The downfall of camping during the fall was that it is also hunting season. One group was camping in the area and hunting for elk, so throughout the night they used their elk calls while moving around the riparian area around Wenas Creek. I don't know if they ever got anything, but we did see one elk cow and her calf coming down toward their commotion. Hopefully they are OK.
Thankfully, the nights were full of other more natural sounds. A young Great Horned Owl flew around the meadow calling insistently. I guess he wasn't quite ready to be on his own. Another Great Horned Owl hooted quietly in the distance and a Western Screech Owl also called from the aspens around us. The crickets chirped throughout the night and a pack of coyote would occasionally howl. At dawn, we were awoken by the sounds of a gobbling flock of Wild Turkeys.
The grassy valley was a great spot for the Western Meadowlarks and various sparrows - including White-crowned, Savannah, Vesper's, and Lincoln's. The birds were good at hiding in the tall grass. We took the day to hike up Hardy Canyon.

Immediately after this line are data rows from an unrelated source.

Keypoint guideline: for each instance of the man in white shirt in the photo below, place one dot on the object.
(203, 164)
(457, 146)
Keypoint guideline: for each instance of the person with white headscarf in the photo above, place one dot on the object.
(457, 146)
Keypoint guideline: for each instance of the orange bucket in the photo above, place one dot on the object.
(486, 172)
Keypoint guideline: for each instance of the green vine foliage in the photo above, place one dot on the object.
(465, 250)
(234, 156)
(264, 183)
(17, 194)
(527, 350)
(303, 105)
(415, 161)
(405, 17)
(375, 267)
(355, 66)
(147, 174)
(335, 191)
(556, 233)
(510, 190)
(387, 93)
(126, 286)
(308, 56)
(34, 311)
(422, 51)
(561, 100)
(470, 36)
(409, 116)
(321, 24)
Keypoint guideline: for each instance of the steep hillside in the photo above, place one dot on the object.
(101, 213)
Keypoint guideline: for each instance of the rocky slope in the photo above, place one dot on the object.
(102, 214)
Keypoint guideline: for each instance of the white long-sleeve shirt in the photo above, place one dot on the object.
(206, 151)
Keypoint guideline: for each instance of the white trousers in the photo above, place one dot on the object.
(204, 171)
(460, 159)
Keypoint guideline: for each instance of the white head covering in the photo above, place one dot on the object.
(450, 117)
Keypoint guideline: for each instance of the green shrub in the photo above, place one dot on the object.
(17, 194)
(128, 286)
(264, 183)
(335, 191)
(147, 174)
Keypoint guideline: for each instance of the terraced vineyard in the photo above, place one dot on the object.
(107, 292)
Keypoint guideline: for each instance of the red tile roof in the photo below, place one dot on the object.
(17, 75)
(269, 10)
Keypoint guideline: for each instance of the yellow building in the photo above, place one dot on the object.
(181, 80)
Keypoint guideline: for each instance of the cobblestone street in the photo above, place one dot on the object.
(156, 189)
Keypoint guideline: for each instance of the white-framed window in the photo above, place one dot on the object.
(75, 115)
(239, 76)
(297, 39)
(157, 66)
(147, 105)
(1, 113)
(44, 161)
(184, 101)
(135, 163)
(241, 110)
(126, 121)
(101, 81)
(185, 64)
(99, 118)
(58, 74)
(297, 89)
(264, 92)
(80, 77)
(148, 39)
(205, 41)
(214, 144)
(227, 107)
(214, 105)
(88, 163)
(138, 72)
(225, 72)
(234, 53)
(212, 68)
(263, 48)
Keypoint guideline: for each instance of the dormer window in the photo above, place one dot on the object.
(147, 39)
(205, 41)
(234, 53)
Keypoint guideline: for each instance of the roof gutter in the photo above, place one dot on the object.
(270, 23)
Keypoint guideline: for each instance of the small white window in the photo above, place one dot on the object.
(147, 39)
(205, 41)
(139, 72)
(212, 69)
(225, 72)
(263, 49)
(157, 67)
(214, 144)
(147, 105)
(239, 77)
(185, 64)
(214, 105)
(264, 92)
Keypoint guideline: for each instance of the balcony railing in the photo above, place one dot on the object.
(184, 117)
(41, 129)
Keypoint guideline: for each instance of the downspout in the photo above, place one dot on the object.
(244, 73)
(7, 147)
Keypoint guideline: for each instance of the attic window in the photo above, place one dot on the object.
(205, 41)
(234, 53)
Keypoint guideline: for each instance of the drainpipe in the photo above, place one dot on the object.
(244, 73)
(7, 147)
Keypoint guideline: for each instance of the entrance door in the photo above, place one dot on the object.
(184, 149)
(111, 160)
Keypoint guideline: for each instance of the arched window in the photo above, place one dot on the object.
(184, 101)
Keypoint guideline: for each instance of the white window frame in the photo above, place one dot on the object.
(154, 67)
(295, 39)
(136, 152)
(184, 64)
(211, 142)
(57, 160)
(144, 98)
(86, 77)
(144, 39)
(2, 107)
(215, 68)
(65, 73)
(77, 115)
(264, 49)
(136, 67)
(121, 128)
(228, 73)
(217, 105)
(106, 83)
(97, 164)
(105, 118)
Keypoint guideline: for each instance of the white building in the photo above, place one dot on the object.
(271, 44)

At the mouth of the canyon, Western Bluebirds lined up along the fence. The trail, which was also a road, was torn up last May to close if off to vehicles. They did a great job deterring any ATVs, so much so that it made hiking up the canyon difficult. I would have thought a rock wall, metal fence, or large berm would have kept any off-road vehicles out. But the entire length of the road was scarred with deep berms - some were functional routing water to the creek, but others were not necessary. They also moved snags and large rocks over the portions of the road, so we had to straddle trunks and walk on rock fields. It felt like they didn't want anyone using the road - not even hikers.
Despite the obstacle course, we enjoyed the birds. The bird diversity was lacking, but the number of birds was high. There were large migrating flocks of Dark-eyed Juncos, Ruby-crowned Kinglets, Hermit Thrushes, Yellow-rumped Warblers, American Robins, and White-crowned Sparrows. Several Golden-crowned Sparrows, Orange-crowned Warblers, and a Townsend's Solitaire were mixed in the flocks.